La Légende de Metz/Préface

Paul Ollendorf, éditeur (p. V-VIII).

PRÉFACE

Dans une réunion d’officiers prussiens, le maréchal de Moltke, ce fils parricide du Danemark, disait dernièrement, avec ce qui lui reste de voix :

« La prochaine guerre sera une guerre dans laquelle la stratégie et la science du commandement joueront le premier rôle. Nos campagnes et nos victoires ont instruit nos ennemis. Comme nous, ils ont le nombre, l’armement et le courage ; mais notre supériorité sera dans la direction de cet état-major auquel je consacre ce qui me reste de vie.

« Cette force, nos ennemis peuvent nous l’envier, car ils ne l’ont pas. »

Quelques jours plus tard, l’implacable octogénaire ajoutait :

« J’ai le pressentiment que ma vie ne s’achèvera pas dans la paix, contrairement à mon désir le plus sincère. Dans ma jeunesse, on m’a prédit que je prendrais part à trois grandes guerres. « Quoi qu’il advienne, soyons prêts à mourir pour la patrie allemande. »


Donc, si la France ne danse pas sur un volcan, c’est uniquement parce que, depuis bien des années, la France a désappris de danser. Mais qu’elle danse ou non ; le volcan n’en existe pas moins, et M. de Moltke s’attend à un bouleversement, à une explosion d’un moment à l’autre.

A-t-il fait un pacte avec la fortune ? Rien ne le prouve, heureusement ; car, malgré l’ardeur avec laquelle la Prusse a toujours cultivé la science militaire, elle n’a évité ni Kunersdorf 1 ni Iéna, deux désastres aussi complets, à coup sûr, que Waterloo et Sedan !

Quel que soit le sort que nous réserve l’avenir, je viens de trouver partout, en parcourant toute la partie de l’Allemagne qui touche à notre frontière, la même confiance dans l’état-major allemand, jointe à la haine de la France, et au désir de la voir à jamais réduite à l’impuissance.

J’ai visité, l’un après l’autre, ces funestes champs de bataille, qui nous rappellent de si cruels et de si humiliants souvenirs.
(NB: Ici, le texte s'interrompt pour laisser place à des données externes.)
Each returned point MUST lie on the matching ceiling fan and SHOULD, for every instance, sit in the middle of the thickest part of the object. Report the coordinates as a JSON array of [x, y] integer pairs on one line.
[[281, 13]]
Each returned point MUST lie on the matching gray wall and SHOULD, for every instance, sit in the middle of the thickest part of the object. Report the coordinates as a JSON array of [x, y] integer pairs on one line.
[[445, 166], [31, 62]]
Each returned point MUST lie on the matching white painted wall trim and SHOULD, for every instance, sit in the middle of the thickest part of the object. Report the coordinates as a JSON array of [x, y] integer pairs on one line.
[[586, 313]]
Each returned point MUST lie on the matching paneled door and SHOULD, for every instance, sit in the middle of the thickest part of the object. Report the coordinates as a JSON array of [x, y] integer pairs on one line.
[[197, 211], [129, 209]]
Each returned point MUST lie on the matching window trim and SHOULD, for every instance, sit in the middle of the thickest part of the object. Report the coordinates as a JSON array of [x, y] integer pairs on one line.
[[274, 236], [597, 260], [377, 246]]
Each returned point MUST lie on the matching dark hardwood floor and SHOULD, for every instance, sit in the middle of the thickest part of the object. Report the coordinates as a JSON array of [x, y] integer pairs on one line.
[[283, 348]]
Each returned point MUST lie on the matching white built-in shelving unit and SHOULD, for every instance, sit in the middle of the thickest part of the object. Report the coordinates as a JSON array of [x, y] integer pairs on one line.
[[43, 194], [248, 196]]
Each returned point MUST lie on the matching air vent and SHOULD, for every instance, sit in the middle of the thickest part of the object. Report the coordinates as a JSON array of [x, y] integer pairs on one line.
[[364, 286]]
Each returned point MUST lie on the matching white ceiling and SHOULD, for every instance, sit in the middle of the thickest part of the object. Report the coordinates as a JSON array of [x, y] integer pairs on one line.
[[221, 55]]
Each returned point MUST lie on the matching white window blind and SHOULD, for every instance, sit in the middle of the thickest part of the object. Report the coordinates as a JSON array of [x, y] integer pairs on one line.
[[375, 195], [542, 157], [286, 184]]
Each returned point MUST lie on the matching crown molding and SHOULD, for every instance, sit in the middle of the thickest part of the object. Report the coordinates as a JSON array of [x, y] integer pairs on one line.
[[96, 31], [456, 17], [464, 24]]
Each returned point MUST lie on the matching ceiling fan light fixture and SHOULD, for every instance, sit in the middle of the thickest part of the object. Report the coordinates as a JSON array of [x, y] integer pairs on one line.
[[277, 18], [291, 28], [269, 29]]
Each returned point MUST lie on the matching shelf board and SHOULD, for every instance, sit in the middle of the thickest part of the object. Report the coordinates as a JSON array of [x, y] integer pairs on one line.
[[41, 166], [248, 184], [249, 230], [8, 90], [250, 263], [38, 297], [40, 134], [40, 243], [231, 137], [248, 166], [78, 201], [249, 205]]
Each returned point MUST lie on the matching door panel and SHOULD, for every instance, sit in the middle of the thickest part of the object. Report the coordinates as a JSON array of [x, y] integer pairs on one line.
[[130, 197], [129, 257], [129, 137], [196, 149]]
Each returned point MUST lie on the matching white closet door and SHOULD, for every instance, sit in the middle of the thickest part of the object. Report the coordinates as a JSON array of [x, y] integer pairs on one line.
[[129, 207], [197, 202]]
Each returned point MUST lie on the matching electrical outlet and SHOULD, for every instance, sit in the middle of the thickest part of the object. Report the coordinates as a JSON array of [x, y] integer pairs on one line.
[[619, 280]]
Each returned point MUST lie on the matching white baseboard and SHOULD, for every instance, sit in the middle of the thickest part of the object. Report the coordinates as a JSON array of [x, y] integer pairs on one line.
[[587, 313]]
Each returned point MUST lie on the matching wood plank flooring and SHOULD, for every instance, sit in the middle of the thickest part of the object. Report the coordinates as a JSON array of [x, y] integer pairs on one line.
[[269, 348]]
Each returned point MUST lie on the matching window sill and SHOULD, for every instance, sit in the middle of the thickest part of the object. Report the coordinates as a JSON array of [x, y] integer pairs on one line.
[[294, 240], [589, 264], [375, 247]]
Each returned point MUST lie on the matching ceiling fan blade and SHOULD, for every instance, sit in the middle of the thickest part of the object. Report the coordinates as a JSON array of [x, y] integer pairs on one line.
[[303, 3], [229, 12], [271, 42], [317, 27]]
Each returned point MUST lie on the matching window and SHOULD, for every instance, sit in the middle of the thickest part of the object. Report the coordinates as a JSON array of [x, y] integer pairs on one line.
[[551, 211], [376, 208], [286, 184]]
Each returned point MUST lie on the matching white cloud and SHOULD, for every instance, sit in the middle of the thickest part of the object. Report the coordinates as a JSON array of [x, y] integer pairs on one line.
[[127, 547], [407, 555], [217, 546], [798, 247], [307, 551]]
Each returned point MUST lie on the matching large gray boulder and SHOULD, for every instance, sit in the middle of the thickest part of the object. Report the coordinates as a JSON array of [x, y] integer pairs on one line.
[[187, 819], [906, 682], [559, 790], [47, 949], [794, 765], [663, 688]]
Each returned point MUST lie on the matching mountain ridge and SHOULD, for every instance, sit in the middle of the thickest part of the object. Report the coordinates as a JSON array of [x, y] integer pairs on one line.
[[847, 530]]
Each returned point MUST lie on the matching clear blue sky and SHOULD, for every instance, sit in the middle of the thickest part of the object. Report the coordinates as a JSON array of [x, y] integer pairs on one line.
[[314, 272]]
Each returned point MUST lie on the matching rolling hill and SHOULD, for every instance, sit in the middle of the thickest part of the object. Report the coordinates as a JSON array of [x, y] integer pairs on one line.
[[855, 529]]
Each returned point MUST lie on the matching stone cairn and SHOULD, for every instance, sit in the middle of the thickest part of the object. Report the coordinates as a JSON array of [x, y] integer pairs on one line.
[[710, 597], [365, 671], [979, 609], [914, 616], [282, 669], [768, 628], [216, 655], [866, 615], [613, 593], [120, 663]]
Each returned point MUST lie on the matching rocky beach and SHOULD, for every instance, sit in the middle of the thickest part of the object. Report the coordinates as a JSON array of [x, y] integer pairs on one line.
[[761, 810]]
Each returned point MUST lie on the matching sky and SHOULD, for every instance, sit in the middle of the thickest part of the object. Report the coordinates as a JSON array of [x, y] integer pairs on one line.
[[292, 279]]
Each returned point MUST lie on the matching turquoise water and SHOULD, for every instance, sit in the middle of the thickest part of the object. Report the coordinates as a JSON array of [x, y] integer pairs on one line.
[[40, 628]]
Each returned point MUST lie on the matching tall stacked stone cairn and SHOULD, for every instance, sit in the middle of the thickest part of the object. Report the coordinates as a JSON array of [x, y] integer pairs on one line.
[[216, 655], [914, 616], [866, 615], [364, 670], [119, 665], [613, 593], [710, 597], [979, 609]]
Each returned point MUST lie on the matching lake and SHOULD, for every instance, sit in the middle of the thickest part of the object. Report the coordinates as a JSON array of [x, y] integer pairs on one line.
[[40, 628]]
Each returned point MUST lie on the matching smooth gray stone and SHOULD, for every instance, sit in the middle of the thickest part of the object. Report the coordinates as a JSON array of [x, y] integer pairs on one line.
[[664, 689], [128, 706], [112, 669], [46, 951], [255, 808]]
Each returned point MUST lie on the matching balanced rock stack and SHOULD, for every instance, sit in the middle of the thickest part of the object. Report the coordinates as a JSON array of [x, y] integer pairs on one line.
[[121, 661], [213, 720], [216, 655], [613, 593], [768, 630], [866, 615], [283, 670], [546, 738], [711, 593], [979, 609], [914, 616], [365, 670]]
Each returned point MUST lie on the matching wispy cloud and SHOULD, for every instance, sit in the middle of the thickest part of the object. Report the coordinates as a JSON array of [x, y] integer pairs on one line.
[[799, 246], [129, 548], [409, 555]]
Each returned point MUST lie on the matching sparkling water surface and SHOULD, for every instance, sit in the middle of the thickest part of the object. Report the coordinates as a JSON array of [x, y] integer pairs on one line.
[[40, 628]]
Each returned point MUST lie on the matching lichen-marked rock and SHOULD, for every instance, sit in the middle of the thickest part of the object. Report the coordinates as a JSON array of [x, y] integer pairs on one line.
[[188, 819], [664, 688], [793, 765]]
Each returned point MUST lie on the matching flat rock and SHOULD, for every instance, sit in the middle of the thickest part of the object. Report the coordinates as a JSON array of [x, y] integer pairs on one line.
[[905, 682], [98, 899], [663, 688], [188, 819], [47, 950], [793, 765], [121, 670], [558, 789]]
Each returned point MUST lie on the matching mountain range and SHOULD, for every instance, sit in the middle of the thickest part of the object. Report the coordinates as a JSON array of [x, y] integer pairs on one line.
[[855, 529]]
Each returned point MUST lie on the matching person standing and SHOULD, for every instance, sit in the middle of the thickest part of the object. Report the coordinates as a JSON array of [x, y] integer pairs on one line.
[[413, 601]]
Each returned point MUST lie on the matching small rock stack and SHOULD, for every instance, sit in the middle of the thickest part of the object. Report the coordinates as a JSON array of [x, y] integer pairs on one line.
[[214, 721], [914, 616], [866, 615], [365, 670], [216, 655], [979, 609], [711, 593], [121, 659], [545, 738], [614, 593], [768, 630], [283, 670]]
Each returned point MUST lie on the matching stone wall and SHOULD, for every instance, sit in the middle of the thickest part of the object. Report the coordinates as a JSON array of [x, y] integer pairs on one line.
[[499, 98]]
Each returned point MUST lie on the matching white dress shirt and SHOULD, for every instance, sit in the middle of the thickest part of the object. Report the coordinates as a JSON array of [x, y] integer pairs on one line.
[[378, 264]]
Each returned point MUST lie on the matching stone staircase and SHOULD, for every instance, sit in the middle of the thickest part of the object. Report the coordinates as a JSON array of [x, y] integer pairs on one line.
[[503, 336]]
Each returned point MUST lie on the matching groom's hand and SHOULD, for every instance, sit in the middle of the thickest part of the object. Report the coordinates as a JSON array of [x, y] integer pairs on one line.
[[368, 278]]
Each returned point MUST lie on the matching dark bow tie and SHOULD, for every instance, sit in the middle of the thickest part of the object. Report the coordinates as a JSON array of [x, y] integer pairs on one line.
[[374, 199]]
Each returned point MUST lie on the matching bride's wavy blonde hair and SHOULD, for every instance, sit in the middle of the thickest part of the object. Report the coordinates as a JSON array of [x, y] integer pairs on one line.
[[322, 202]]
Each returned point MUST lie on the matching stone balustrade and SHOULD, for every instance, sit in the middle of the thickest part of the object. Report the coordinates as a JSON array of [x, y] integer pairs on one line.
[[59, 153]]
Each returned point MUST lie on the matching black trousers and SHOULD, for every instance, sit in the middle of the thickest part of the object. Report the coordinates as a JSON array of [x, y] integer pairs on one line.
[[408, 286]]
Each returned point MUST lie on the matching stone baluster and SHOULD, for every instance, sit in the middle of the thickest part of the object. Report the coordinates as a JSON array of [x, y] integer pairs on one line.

J’ai revu cette forteresse de Metz, dont la chute a été suivie d’une lutte, qui ne pouvait avoir d’autre résultat que de rendre la paix plus désastreuse. Qui donc aujourd’hui oserait le nier et affirmer, comme alors, qu’un seul, Bazaine, ait été coupable ? J’ai voulu en avoir le cœur net. En quittant l’Allemagne, je suis allé jusqu’en Espagne recueillir le dernier témoignage du condamné de Trianon, avant qu’il soit allé rejoindre les autres acteurs de ce drame lamentable.

Je me suis trouvé en présence d’un vieillard de près de quatre-vingts ans, cassé, affaibli, impotent, au point de ne pouvoir plus jouer aucun rôle dans les affaires de ce monde, vivant dans une pauvreté voisine de la misère, dépouillé du prix de quarante années de services et de campagnes, qui toutes furent glorieuses, sauf la dernière, où l’Empereur lui imposa l’héritage d’une situation absolument désespérée.

J’ai pensé que c’était un devoir patriotique de ne pas laisser peser sur une seule tête le poids de toutes les fautes qui ont pu être commises et d’établir le bilan exact des responsabilités, quels que puissent être ceux qui se trouveront atteints. Je laisse le lecteur apprécier les documents que j’ai réunis et que je mets sous ses yeux.

Quant à ma sincérité, si elle avait besoin d’être établie autrement que par mon profond souci du bien de la Patrie, elle le serait amplement, dans la circonstance, par ce fait qu’il n’y a qu’une chose dont on ne puisse accuser le maréchal Bazaine, — le pauvre homme ! — c’est de m’avoir acheté.



NOTES DE LA PRÉFACE modifier

1. Les Allemands passent volontiers sous silence dans leurs ouvrages la bataille de Kunersdorf, trop peu connue aussi chez nous. C’est le 13 aoùt 1759 que le roi de Prusse attaqua à Kunersdorf le général russe Soltikof qui avait opéré sa jonction avec le général autrichien Laudon. La journée se termina par la déroute complète de l’armée du grand Frédéric. Elle eut plus de 20 000 tués ou blessés, le nombre des prisonniers fut innombrable. Soltikof envoya à Saint-Pétersbourg 26 drapeaux et étendards. Ce désastre fut si grave qu’il aurait eu pour conséquence l’annexion de la Prusse orientale à la Pologne, et l’abaissement définitif du grand Frédéric, si l’impératrice Élisabeth n’était morte à temps pour permettre à Catherine II de le sauver.